One quick comment about what you said at the end "I miss what we had". What you had was not working -- both of you need help and to make changes IMO.


----------



## chipper (May 11, 2012)

Beleive me I have the feeling that it very well could have gone physical. For me either way it's devastating! As for being positive the contact has ended, no I'm not 100% positive. She changed all passwords after I checked her email and found some emails back and forth between her and OP. I have checked the phone records and his number is blocked, but it could be under another. I confront and I feel like the bad guy, I'm always trying to please, you figure I would learn!


----------



## warlock07 (Oct 28, 2011)

Did you guys have sex since the business trip? It most likely went physical then. 

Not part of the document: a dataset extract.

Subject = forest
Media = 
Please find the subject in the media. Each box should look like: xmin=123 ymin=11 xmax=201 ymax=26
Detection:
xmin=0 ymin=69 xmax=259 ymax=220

What kind of phone does she have? And competent is she with the tech stuff?


----------



## warlock07 (Oct 28, 2011)

Start preparing yourself for divorce


----------



## BigLiam (May 2, 2012)

Don't confront. Just file if she will not comply with your requirements. STD testing, a NC letter and a polygraph should be among them.


----------



## chipper (May 11, 2012)

jh52 said:


> One quick comment about what you said at the end "I miss what we had". What you had was not working -- both of you need help and to make changes IMO.


Right, we haven't always been the perfect couple, but we always were very close. I know it doesn't make it right. What I don't understand is why the counselors feel we need to fix ourselves first, and why the marriage cannot be worked on at the same time. A lot of my issues stem from wanting to keep the peace, I hate rocking the boat. But in the end it leads to a lot of stress and anxiety (I'm 38 and have 2 BP Meds, and 2 anxiety meds), mainly because I cant say no even when I know it will lead to turmoil (Insanity) I think is what you call it!!


----------



## keko (Mar 21, 2012)

Install a keylogger on the computer she uses. ASAP.

Which phone does she use?


----------



## chipper (May 11, 2012)

keko said:


> Install a keylogger on the computer she uses. ASAP.
> 
> Which phone does she use?


Right now an Ipod she had a blackberry


----------



## keko (Mar 21, 2012)

You mean iPhone?


----------



## warlock07 (Oct 28, 2011)

Damn!! You cannot recover texts from Blackberry. How long has she been using a Ipod?(iphone)


----------



## chipper (May 11, 2012)

Yes Iphone, she has had that about 2 or 3 weeks now.


----------



## Count of Monte Cristo (Mar 21, 2012)

*nice guy alert!!!*


----------



## keko (Mar 21, 2012)

are you tech savy?

if yes, Way to retrieve deleted text messages from iphone - Truth About Deception

if not, iphonbackupextractor.com 

on the computer she plugs her phone to.


----------



## Shaggy (Jul 17, 2011)

Sorry time you face 2 facts:

1. It went physical when you where gone, and likely in your own bed
2. It's likely underground.

Her changing her passwords is sp she can continue the affair. If she was trying to earn a place back in the marriage she would have wanted you to see it has stopped.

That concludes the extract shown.